In each chapter, Kalman shows how Jewish people acted as intermediaries between France and a predominately Islamic Orient, in effect shaping French bureaucrats, travelers, and Catholic pilgrims’ experiences of the Orient. This go-between position influenced how Catholics, Jews, and Muslims interacted diplomatically in the long nineteenth century. After focusing on travelogues and Romantic literature in the first two chapters, Kalman concludes the book by turning to diplomatic correspondences. The final chapter studies the role of the Jewish House of Bacri and Busnach as a diplomatic intermediary between France and the Regency of Algiers. This historical case allows for a discussion of Jews’ activity in political discourses surrounding Imperialism. In this chapter, Kalman uses a very specific example to demonstrate how Jews participated in nineteenth-century French imperialist projects but does not adequately connect these Franco-Algerian correspondences to a broader scheme of French imperialism.

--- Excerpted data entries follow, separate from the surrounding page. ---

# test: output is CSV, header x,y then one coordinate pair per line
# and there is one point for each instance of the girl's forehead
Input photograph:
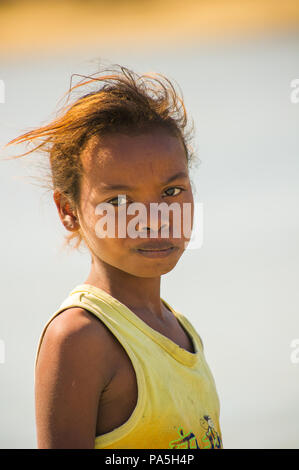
x,y
121,153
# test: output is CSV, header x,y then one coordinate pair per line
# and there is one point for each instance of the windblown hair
x,y
123,101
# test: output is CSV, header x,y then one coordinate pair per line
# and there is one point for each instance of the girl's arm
x,y
73,368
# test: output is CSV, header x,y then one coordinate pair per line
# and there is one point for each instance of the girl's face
x,y
146,168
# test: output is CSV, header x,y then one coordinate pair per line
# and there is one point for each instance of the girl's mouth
x,y
156,253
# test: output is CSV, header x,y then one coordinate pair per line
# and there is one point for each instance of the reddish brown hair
x,y
122,102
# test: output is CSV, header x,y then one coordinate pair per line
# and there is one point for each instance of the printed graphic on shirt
x,y
210,440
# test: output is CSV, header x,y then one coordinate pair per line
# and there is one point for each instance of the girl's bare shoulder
x,y
77,333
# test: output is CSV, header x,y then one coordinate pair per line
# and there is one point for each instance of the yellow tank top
x,y
178,405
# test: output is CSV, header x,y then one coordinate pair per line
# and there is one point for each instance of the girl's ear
x,y
67,215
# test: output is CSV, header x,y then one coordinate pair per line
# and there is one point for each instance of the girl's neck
x,y
137,293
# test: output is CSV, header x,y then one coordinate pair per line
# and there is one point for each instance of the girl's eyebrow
x,y
112,187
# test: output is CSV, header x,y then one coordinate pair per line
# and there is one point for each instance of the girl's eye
x,y
118,200
173,189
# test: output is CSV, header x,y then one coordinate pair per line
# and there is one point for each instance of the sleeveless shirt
x,y
178,405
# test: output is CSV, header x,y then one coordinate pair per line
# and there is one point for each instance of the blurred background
x,y
235,62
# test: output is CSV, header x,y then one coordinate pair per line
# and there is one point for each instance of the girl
x,y
116,366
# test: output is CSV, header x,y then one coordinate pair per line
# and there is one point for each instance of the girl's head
x,y
128,137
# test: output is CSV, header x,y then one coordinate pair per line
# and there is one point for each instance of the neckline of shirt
x,y
182,355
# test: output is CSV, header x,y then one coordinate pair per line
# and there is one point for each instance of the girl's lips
x,y
156,253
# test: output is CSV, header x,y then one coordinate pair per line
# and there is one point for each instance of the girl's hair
x,y
123,101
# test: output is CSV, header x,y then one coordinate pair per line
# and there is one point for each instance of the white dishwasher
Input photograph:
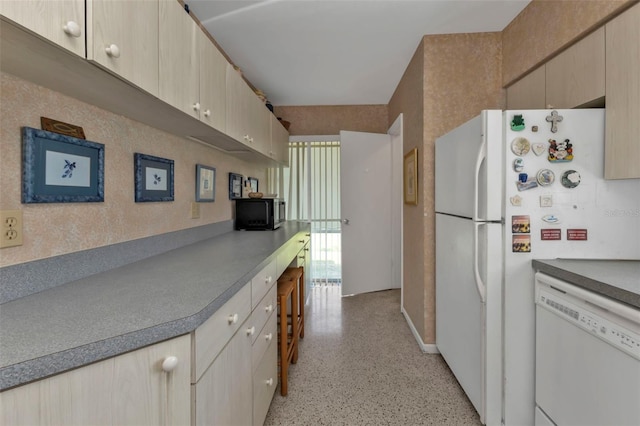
x,y
587,357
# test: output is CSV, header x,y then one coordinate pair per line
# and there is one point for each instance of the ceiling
x,y
337,52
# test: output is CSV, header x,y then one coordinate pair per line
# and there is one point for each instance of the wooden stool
x,y
297,274
287,342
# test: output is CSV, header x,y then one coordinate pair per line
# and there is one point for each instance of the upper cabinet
x,y
122,36
179,72
622,149
61,22
576,76
528,92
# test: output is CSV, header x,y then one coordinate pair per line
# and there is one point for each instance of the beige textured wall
x,y
408,99
54,229
545,27
329,120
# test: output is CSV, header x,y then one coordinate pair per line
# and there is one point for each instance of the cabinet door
x,y
622,150
130,389
122,36
179,76
223,395
576,76
213,90
528,93
61,22
279,142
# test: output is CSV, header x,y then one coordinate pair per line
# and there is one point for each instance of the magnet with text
x,y
560,152
577,234
521,243
554,119
517,123
520,224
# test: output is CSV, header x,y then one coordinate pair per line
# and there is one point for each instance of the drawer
x,y
262,282
265,380
212,336
266,337
266,307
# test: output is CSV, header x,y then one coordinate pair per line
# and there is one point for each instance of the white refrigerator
x,y
512,186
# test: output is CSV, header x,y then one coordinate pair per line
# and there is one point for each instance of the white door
x,y
366,206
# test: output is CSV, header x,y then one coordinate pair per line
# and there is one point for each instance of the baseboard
x,y
428,348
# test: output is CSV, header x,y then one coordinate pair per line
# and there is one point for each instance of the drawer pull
x,y
169,364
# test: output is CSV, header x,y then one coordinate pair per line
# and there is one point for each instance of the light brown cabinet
x,y
118,42
61,22
622,148
129,389
577,76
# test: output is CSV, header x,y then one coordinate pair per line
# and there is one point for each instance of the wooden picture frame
x,y
235,186
61,169
153,178
410,177
205,183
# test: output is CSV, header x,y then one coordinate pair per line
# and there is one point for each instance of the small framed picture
x,y
253,183
235,186
61,169
205,183
411,177
153,178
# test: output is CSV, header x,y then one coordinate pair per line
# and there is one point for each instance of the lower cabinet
x,y
130,389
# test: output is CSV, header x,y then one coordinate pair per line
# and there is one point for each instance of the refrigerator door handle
x,y
482,288
482,154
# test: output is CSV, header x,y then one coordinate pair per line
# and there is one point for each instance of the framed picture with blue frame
x,y
61,169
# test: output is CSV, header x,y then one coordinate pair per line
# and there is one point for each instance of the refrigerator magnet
x,y
520,224
560,152
517,123
520,146
570,179
521,244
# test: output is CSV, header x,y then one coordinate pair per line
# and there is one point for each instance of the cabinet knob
x,y
113,51
169,364
72,29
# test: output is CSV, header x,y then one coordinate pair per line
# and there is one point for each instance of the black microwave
x,y
259,213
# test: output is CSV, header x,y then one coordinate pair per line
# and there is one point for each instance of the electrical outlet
x,y
195,210
11,228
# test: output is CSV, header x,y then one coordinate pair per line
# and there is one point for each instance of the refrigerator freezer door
x,y
468,166
468,331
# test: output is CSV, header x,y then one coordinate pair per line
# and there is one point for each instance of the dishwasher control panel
x,y
614,334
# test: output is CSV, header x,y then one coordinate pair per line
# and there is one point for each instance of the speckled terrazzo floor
x,y
359,364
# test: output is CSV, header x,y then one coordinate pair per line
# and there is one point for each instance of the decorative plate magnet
x,y
538,148
570,179
518,164
554,119
520,146
517,124
545,177
560,152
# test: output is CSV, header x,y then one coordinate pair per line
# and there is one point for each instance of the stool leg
x,y
284,361
294,322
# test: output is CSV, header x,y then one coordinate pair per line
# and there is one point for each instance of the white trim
x,y
426,348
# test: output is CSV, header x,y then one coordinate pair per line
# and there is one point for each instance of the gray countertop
x,y
130,307
616,279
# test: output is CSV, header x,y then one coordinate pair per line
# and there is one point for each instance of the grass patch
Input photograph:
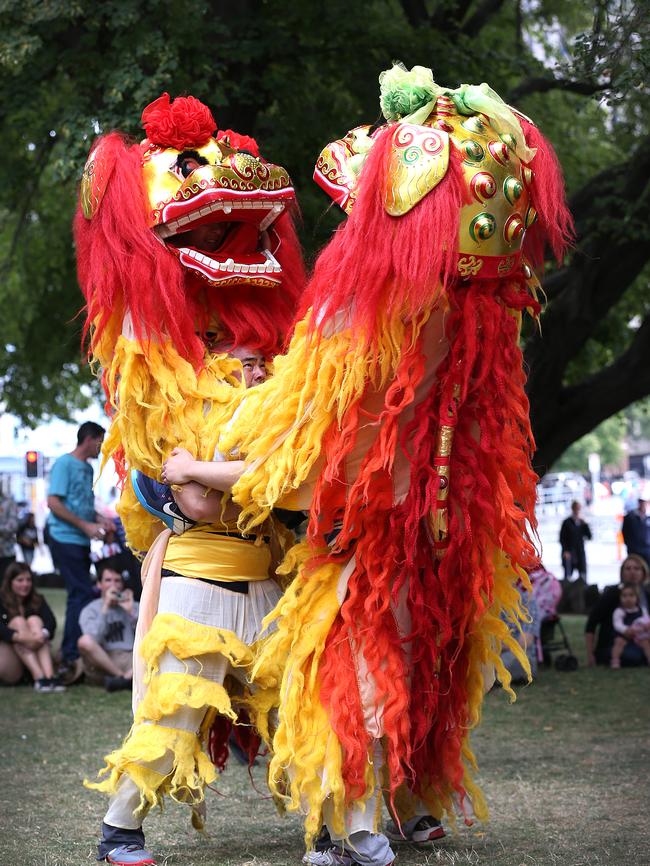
x,y
564,770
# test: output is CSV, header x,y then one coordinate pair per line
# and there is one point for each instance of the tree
x,y
297,75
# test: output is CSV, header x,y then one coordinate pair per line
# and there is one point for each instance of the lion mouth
x,y
227,242
221,268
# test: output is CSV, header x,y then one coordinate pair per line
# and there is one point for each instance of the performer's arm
x,y
193,501
181,467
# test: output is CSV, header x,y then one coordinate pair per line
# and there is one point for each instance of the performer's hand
x,y
177,468
111,599
94,530
126,601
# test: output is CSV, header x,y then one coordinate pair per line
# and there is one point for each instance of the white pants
x,y
198,602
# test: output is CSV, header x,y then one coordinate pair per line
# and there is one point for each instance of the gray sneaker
x,y
330,857
426,830
130,855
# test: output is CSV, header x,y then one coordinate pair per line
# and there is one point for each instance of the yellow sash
x,y
203,552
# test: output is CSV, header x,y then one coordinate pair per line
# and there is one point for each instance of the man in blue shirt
x,y
72,523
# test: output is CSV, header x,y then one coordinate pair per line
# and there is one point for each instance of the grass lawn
x,y
565,771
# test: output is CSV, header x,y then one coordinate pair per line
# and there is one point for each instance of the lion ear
x,y
418,161
97,172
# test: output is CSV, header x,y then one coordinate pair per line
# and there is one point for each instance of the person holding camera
x,y
108,632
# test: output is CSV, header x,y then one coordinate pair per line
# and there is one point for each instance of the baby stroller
x,y
547,592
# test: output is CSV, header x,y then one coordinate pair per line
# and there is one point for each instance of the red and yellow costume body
x,y
398,416
183,240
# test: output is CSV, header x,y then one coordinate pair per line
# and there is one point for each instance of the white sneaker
x,y
332,857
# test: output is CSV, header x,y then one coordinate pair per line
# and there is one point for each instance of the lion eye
x,y
188,166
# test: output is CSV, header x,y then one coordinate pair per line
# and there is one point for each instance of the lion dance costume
x,y
183,240
398,416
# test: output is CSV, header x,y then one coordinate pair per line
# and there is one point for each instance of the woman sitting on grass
x,y
27,627
599,630
631,624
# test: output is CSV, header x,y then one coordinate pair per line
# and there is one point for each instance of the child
x,y
630,624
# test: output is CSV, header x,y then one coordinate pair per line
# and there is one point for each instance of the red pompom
x,y
184,123
239,142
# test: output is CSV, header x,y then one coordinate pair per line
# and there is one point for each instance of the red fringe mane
x,y
554,225
387,279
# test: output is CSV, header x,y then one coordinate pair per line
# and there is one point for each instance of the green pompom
x,y
402,91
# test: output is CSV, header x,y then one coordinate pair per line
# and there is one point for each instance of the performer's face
x,y
253,363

In sum, Orientalizing the Jew proposes nuanced ways of thinking about Orientalism, otherness, and national identity that allow for fluid and intertwining relationships instead of clear binaries. The book, however, engages very little with existing scholarship on Jews in Orientalism. This text could serve as a resource for scholars of Romanticism, Orientalism, travel literature, and colonial history.